The Bait Box – The Whiskey fish

Dressed for the occasion back in the day – with appropriate supervision. Credit – NZ RLIC
Musings from retired fisherman, Norman Hawler

Like most New Zealanders I survived the sometimes challenging social engagements of Christmas and New Year and ate and drank more than I should have – an indulgence for which I am now suffering increased criticism of my expanded physical profile. Various comments from family and friends – ‘looks like you have been grazing in the good paddock’ being the mildest; ‘oi you fat bastard’ being pretty much the average – have prompted me to get a wee bit physical over the past few weeks.

In the spirit of good intentions for 2024 I went for a long walk along the coast and called in to see an old bloke who was once best mates with the ex-wife’s grandfather. Yes, I know it sounds a bit complicated, and the relationships were/ are and probably always will be. The ex-wife remarried years ago, her grandfather passed away before our marriage did, but truth be told I always got on better with her extended family than I did with her.
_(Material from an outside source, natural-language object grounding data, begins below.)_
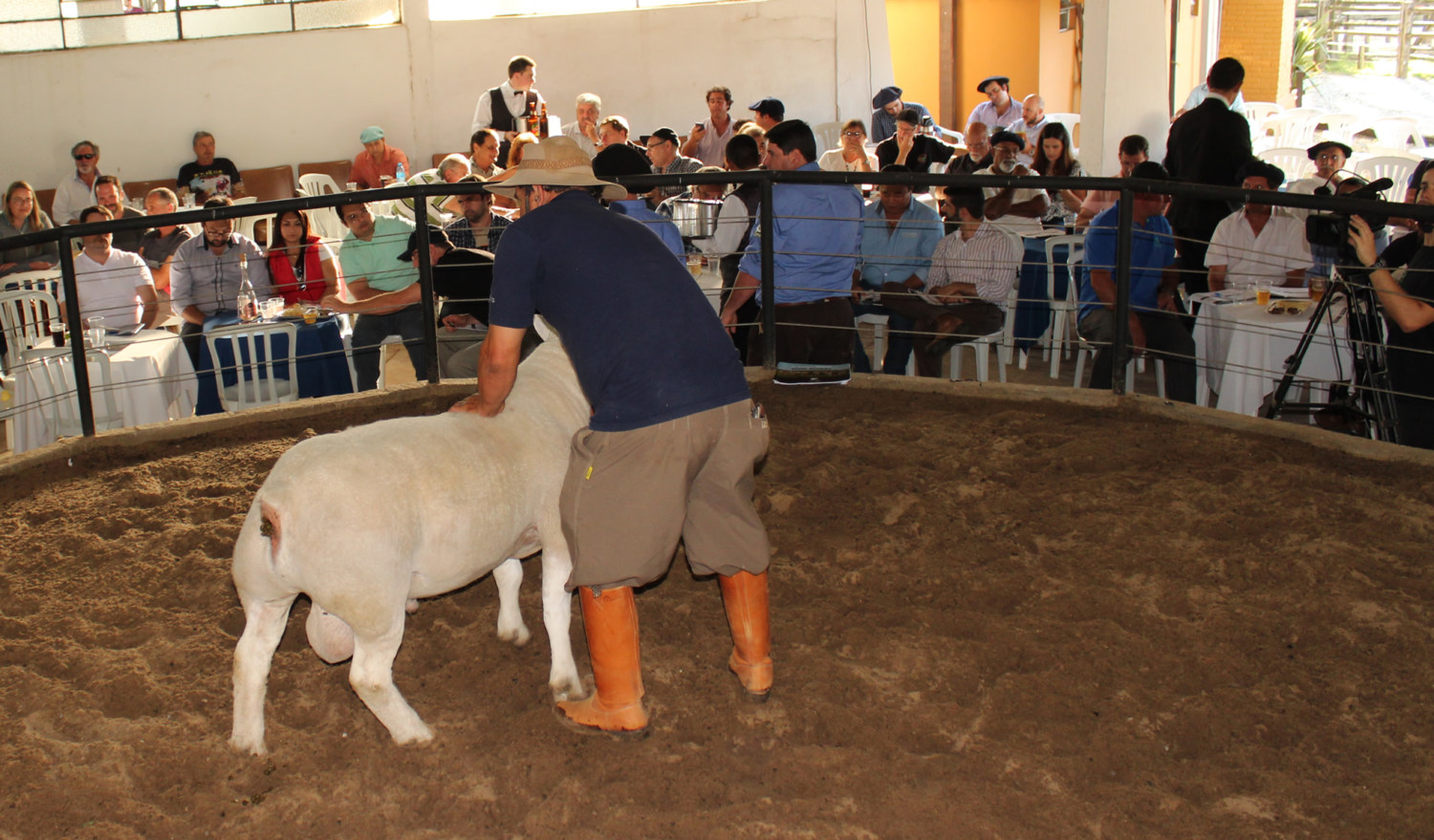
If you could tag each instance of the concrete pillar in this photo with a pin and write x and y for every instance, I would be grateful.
(1124, 80)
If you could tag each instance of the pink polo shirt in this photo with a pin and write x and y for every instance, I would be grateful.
(366, 174)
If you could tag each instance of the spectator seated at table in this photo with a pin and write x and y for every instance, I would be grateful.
(112, 284)
(386, 292)
(978, 151)
(898, 237)
(208, 177)
(1053, 157)
(888, 103)
(301, 266)
(1012, 208)
(158, 247)
(1404, 280)
(616, 162)
(1155, 323)
(1258, 243)
(851, 155)
(1132, 152)
(449, 171)
(23, 215)
(109, 194)
(478, 226)
(967, 286)
(206, 277)
(378, 165)
(911, 148)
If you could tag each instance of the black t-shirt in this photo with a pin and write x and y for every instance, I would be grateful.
(1411, 355)
(217, 178)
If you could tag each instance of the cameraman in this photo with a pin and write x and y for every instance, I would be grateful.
(1410, 317)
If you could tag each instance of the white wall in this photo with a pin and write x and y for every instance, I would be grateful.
(421, 80)
(1116, 102)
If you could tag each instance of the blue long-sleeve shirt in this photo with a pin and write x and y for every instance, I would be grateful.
(895, 254)
(817, 237)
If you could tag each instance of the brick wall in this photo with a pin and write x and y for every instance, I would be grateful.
(1261, 34)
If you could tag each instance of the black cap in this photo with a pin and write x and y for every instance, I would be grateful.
(1314, 151)
(664, 134)
(1004, 80)
(1150, 171)
(1004, 137)
(619, 160)
(771, 106)
(436, 237)
(885, 97)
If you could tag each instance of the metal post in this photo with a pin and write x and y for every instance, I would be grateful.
(769, 287)
(1120, 341)
(430, 335)
(72, 317)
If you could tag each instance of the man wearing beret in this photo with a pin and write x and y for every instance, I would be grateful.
(888, 103)
(1000, 111)
(1258, 243)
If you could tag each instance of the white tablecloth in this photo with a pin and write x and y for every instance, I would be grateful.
(154, 381)
(1242, 350)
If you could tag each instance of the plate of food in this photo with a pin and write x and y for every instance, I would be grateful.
(1288, 307)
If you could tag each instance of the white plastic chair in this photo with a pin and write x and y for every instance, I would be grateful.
(52, 370)
(1397, 132)
(1004, 343)
(1393, 166)
(26, 317)
(1293, 162)
(1064, 307)
(1258, 112)
(252, 360)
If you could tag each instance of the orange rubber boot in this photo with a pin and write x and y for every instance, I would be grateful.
(616, 705)
(745, 596)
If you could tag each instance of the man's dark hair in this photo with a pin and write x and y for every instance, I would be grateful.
(1225, 75)
(1135, 145)
(742, 152)
(793, 135)
(518, 65)
(971, 198)
(95, 209)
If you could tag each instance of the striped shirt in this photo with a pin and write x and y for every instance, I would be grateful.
(989, 261)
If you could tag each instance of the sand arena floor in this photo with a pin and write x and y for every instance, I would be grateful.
(992, 618)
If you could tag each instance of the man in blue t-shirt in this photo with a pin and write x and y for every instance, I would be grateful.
(674, 435)
(1153, 318)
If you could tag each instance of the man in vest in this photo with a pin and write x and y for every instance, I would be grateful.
(498, 106)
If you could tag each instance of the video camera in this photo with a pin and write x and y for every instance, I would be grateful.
(1333, 229)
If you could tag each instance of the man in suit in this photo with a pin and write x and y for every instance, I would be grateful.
(1207, 145)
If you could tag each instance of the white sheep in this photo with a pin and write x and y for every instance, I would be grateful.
(367, 519)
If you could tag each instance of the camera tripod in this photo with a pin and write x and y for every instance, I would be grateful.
(1367, 407)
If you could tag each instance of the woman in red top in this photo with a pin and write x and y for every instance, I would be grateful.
(301, 267)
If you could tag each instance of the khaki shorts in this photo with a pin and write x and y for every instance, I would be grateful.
(630, 496)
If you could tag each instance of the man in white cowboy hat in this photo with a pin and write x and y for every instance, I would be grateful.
(674, 435)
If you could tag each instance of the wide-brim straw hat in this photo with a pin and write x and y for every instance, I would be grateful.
(555, 162)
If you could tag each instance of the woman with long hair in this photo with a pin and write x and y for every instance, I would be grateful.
(301, 266)
(22, 214)
(1053, 157)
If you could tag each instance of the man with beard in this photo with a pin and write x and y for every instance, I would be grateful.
(204, 277)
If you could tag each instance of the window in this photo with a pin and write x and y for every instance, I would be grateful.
(56, 25)
(482, 9)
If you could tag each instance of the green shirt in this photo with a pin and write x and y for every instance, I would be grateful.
(378, 260)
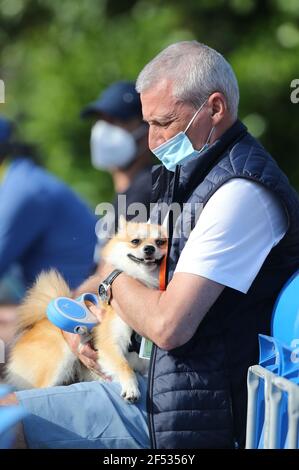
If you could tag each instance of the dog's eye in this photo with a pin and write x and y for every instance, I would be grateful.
(160, 242)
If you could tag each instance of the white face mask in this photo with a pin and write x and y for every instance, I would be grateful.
(111, 146)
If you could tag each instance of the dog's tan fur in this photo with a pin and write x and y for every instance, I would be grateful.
(41, 357)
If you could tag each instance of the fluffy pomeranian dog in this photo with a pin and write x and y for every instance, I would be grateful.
(40, 356)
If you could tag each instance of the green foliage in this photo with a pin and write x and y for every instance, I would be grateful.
(57, 55)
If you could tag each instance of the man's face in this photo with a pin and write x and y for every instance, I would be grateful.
(167, 116)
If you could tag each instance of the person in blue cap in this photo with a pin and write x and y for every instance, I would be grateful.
(119, 145)
(43, 224)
The grandfather was definitely one of life’s true characters. He was raised as a whangai child and maintained close ties with the marae on which he lived until he was fifteen. In his youth he had been tall and strong and a top sportsman. Regional rep for rugby, more than a handy cricket player and a very good swimmer. But his passion was fishing. He and a few good mates regularly made the long trek out to the coast and spent the day catching hapuku and kingfish off the rocks.

We are talking a bit of history here – back in the day stuff – the wayback machine experiences. The road to the coast was unsealed and prone to slips and even floods in bad weather. The only vehicle available was a Model A truck. Just enough room in the cab for three strapping young men; low enough geared in reverse to be able to back up the steepest of hills with a bit of a load on the back.
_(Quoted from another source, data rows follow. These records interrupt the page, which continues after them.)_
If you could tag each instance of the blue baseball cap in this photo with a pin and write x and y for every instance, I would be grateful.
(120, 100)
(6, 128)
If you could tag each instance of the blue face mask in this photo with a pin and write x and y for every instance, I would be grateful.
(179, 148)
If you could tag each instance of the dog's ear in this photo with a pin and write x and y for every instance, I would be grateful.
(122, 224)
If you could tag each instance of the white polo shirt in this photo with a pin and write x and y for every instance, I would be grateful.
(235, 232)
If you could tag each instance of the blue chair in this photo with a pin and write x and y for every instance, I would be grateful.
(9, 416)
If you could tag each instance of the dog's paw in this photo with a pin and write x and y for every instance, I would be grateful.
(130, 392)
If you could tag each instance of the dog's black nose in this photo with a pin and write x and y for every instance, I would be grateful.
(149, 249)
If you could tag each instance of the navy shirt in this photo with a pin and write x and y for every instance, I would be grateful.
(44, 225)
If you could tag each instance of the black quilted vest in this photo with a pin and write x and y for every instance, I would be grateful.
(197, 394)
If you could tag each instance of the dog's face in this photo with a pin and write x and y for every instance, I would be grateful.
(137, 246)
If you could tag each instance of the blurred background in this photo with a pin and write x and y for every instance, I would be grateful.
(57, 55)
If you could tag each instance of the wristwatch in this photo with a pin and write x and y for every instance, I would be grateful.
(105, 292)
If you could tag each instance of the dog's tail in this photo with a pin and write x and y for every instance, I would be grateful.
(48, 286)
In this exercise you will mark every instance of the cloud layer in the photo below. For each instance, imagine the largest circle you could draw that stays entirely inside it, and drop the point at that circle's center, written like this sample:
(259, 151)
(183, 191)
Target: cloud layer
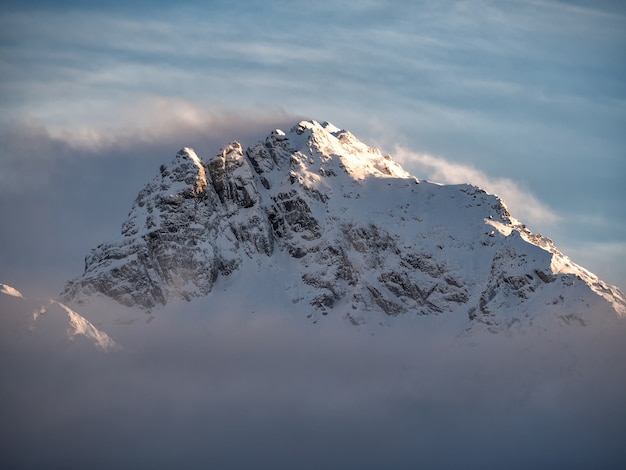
(229, 390)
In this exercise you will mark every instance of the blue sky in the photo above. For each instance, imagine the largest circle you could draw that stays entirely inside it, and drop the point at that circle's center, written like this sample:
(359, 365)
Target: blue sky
(524, 98)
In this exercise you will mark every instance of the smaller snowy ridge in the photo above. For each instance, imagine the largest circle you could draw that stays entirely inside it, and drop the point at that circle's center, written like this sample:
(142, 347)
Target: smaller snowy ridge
(48, 319)
(8, 290)
(78, 325)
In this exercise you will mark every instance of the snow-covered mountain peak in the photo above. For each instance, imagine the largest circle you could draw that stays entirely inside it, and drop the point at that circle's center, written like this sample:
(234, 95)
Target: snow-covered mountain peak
(347, 229)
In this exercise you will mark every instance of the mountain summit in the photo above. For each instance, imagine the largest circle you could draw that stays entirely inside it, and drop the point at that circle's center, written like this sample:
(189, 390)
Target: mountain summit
(336, 228)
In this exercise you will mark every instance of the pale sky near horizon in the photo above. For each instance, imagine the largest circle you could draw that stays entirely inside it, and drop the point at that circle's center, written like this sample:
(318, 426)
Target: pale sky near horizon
(526, 99)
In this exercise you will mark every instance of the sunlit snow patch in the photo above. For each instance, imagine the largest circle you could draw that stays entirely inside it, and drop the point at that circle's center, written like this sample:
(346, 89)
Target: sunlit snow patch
(8, 290)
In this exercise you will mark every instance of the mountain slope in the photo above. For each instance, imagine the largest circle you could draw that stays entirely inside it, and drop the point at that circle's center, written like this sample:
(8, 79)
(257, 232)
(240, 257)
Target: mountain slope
(346, 229)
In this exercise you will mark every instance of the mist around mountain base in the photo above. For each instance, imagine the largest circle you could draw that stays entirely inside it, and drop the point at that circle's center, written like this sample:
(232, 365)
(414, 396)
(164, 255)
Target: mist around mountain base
(227, 384)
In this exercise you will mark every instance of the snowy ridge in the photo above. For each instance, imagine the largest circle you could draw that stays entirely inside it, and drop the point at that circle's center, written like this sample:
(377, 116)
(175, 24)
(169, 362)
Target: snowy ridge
(32, 312)
(339, 229)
The modern rock fisherman – and a confident one with his chilly bin at the ready. Credit NZ RLIC

The fishing gear was rudimentary in comparison to what we take for granted today. No carbon fibre rods, or star drag reels; no braid or fluoro monofilament lines, and no fancy circle hooks, poppers, or jigs. Rock fishing was done with handlines and whippy manuka sticks spooled with the cat-gut material used to lace tennis rackets. The catgut was superior to braided cotton line in that it had some ‘give’ in it and could take the shock of a big kingie claiming a floating bait.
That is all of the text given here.